Eğitim Sen’den ÇESED tepkisi: "Laik demokratik yaşamın önüne barikat koyamazsınız"
Eğitim Sen İzmir 4 No’lu Şube, Bornova’da 99 okula ÇEDES kapsamında din görevlilerinin atanmasına yönelik basın açıklaması gerçekleştirdi. Açıklamada, “Laik demokratik yaşamın önüne barikat koyamazsınız buna izin vermeyeceğiz" denildi.

Bornova İlçe Milli Eğitim Müdürlüğü tarafından okullara gönderilen yazı ile Çevreme Duyarlıyım ve Değerlerime Sahip Çıkıyorum (ÇEDES) projesi kapsamında 99 okula din görevlisi atandı.

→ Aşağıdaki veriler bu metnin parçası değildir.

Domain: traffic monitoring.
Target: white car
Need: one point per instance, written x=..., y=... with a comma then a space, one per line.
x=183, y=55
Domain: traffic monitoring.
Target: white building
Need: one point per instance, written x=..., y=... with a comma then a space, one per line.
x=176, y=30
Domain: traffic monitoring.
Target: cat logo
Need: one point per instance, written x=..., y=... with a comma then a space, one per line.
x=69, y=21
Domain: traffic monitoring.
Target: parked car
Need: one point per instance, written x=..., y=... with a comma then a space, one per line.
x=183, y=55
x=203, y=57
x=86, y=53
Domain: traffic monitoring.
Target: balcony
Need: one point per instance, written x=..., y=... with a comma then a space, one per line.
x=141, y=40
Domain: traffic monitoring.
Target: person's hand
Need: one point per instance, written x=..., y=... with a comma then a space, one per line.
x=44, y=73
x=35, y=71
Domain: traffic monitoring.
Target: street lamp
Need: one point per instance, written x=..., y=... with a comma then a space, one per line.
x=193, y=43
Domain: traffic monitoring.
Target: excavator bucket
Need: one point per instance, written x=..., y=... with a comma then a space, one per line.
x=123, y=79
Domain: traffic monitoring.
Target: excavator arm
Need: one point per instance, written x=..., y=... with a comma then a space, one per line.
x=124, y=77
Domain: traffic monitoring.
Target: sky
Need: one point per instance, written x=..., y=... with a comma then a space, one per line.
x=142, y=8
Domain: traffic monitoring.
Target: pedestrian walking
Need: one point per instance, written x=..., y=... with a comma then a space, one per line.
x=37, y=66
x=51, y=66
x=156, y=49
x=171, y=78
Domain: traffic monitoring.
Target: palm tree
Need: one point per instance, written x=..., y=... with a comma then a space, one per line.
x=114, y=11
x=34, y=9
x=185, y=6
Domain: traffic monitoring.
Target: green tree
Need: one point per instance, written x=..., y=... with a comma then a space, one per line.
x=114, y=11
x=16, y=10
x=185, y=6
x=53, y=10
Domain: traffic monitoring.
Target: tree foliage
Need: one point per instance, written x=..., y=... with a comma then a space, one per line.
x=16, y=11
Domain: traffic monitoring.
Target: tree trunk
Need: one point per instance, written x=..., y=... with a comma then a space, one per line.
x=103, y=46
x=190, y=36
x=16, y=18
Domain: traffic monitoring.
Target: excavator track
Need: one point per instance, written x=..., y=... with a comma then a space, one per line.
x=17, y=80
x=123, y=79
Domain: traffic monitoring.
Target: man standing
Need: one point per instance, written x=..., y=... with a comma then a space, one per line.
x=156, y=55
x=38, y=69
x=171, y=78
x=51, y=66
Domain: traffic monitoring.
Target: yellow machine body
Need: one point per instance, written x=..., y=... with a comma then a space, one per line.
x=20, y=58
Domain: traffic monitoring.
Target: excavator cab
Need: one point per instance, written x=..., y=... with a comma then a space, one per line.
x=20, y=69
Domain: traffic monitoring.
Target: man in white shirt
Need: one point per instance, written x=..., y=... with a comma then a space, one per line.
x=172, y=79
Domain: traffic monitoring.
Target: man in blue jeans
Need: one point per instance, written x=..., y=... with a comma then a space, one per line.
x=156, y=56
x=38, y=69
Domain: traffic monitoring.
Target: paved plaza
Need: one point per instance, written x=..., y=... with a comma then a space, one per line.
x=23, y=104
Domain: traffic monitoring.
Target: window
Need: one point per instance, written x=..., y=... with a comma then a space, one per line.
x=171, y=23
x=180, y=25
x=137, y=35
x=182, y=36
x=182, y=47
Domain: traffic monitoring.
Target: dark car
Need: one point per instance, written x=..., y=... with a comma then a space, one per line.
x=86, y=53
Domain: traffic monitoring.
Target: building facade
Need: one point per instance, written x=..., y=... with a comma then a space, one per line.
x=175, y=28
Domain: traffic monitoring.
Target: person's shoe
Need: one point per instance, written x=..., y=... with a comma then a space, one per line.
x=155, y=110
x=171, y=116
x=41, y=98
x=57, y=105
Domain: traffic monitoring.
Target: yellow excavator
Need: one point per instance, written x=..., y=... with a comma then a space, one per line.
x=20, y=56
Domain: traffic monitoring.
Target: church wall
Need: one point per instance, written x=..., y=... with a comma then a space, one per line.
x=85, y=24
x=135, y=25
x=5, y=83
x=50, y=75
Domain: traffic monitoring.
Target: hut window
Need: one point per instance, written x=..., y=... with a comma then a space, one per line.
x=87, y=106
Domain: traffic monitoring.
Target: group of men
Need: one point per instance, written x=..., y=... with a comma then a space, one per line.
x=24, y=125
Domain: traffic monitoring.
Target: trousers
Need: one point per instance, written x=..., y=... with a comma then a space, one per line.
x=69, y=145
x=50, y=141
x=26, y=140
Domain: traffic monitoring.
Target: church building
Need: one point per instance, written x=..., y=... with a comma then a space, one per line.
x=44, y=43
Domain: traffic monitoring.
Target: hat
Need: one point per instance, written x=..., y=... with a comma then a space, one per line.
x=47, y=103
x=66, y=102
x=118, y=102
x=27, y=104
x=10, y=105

Okullara; imam, hatip, vaiz, müezzin ve kuran kursu öğreticisi görevlendirildi. Eğitim Sen İzmir 4 No’lu Şube konuyla ilgili Bornova İlçe Milli Eğitim Müdürlüğü önünde basın açıklaması gerçekleştirdi. Gerçekleştirilen basın açıklamasını Eğitim Sen İzmir 4 No’lu Şube adına Eğitim Sen İzmir 4 No’lu Şube Sekreteri Burhan Çiçek okudu.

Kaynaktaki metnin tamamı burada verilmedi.